Grote emoties schuilen vaak in een klein hoekje.

Meestal denk ik niet aan doodgaan. Ik slaap meestal goed, sta uitgerust op en begin gemotiveerd en opgewekt aan de dag. Het idee sluimert wel op de achtergrond en hangt als een donkere wolk boven me, maar vaak breekt er genoeg zon door de wolk om hem niet op te merken. Ik plan uiteraard wel voor het moment dat ik onvermijdelijk zal aftakelen en sterven, maar dan eerder als een dertiger die plant voor zijn pensioen. Ik zorg dat alles in orde is voor mijn nalatenschap, zoals de dertiger aan pensioensparen doet: administratief is alles in orde en dat is voldoende voor mij.
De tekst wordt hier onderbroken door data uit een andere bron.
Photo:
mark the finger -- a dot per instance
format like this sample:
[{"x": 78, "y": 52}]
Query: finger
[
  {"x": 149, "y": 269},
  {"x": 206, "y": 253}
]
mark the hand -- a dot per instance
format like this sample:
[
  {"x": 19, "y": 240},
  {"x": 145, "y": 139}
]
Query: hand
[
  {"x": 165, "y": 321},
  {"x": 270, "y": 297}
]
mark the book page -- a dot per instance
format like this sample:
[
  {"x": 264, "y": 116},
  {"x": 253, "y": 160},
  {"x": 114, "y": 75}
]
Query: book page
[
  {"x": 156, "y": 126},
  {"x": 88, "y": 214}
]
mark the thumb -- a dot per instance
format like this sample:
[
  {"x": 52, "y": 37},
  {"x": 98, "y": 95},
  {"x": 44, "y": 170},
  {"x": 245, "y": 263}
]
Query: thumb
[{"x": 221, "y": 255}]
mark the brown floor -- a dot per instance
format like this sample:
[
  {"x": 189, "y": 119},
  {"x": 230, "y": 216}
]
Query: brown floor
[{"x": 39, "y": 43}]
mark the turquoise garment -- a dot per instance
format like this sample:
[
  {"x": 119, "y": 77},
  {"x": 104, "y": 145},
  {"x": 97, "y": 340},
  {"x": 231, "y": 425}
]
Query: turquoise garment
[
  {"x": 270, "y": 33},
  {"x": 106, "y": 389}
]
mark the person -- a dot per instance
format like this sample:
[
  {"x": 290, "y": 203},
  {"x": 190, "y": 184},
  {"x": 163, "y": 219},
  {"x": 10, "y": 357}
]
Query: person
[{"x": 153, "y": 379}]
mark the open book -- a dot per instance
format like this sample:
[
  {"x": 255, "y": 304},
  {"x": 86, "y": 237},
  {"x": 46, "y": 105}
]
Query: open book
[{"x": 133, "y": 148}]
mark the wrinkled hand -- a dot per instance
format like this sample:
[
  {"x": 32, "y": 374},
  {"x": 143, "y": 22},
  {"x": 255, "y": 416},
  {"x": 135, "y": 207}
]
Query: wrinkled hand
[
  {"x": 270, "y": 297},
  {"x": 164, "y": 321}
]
De nieuwe tweedehandswagen staat op Sibbys naam en ook als we onze contracten met nutsbedrijven vernieuwen zal dat contract niet langer op mijn naam staan maar meteen op de toekomstige eigenaar van de woning. Mijn testament is geregeld, zowel hier als in België. Er zijn, kortom, niet veel dingen waar ik emotioneel mee omga. Ik handel alles af als de rationele autist die ik ben en daar stopt het meteen ook voor mij. Ik heb de gemoedsrust die ik nodig heb en voel me daar eerder voldaan dan triest bij.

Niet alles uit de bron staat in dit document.